The term “hypersonic” typically refers to systems capable of traveling in excess of five times the speed of sound (Mach 5), a convention also adopted by the Chinese military. In more familiar terms, this corresponds to a speed of about 3,836 mph (6,174 kph) at sea level, under “average” atmospheric conditions.
Hypersonic systems can be manned, like the U.S. X-15 rocket-powered aircraft tested in the 1960s, or unmanned. It should be noted that spacecraft reentering the atmosphere and all ballistic missiles with ranges greater than about 300 km fly at hypersonic speeds for at least portions of their flight. This study is primarily concerned with next-generation weapon systems being developed by China that maintain hypersonic speeds for extended periods and have a high degree of maneuverability at those speeds. The physics involved in such high-speed maneuverability present major challenges in areas such as computer modeling, material sciences, and control mechanisms. It is worth bearing in mind, however, that although the focus of research in China in recent years has been on maneuverable ballistic missile warheads and hypersonic cruise missiles that can defeat contemporary antimissile defense systems, historically hypersonic flight research and development (R&D) has encompassed a much broader range of applications, including manned and unmanned reconnaissance, interceptor, and bomber aircraft, as well as civilian applications. Thus, the technologies that emerge from the current hypersonic weapons programs could have far-reaching ramifications for the Chinese aerospace industry across many sub-sectors.
While considered a cutting-edge technology, conceptually, controlled hypersonic flight has been a subject of study in the United States and the Soviet Union/Russian Federation since the 1950s. Practical applications of the technology have been under development since at least the 1960s.

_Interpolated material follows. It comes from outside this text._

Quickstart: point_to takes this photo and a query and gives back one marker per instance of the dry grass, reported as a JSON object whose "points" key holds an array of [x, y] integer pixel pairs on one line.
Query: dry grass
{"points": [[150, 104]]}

For the United States, concerted study of hypersonic systems appears to have initially focused on reconnaissance. Only five years after Gary Powers’ U-2 spy plane was shot down over the Soviet Union, a planning document for reconnaissance noted that the U-2 was obsolete and that Soviet advances in surface-to-air missiles (SAMs) threatened the A-12 reconnaissance aircraft (SR-71, OXCART). Drones (many of which were downed over Vietnam and China) were perceived as having high vulnerability and limited utility. As a result, hypersonic gliders and powered aerial vehicles were developed by the CIA under the codenames ISINGLASS and ISINGLASS II. As one report put it regarding an early stage of R&D, “The interest is in a boost glide vehicle, air launched from a carrier no larger than a B-52, and capable of a trajectory of 6,000 nautical miles or more.” While eventually canceled, these efforts pioneered an engineering paradigm that all subsequent hypersonic systems have essentially followed.
The emergence and rapid development of China’s current hypersonic weapons program appears to have been driven by the shifting strategic balance and technological advancement of its neighbors and the United States. China is now pursuing hypersonic technology on a number of fronts with clear objectives. Militarily, hypersonics fit into a broader arc of China’s systematic development of strategic weapons.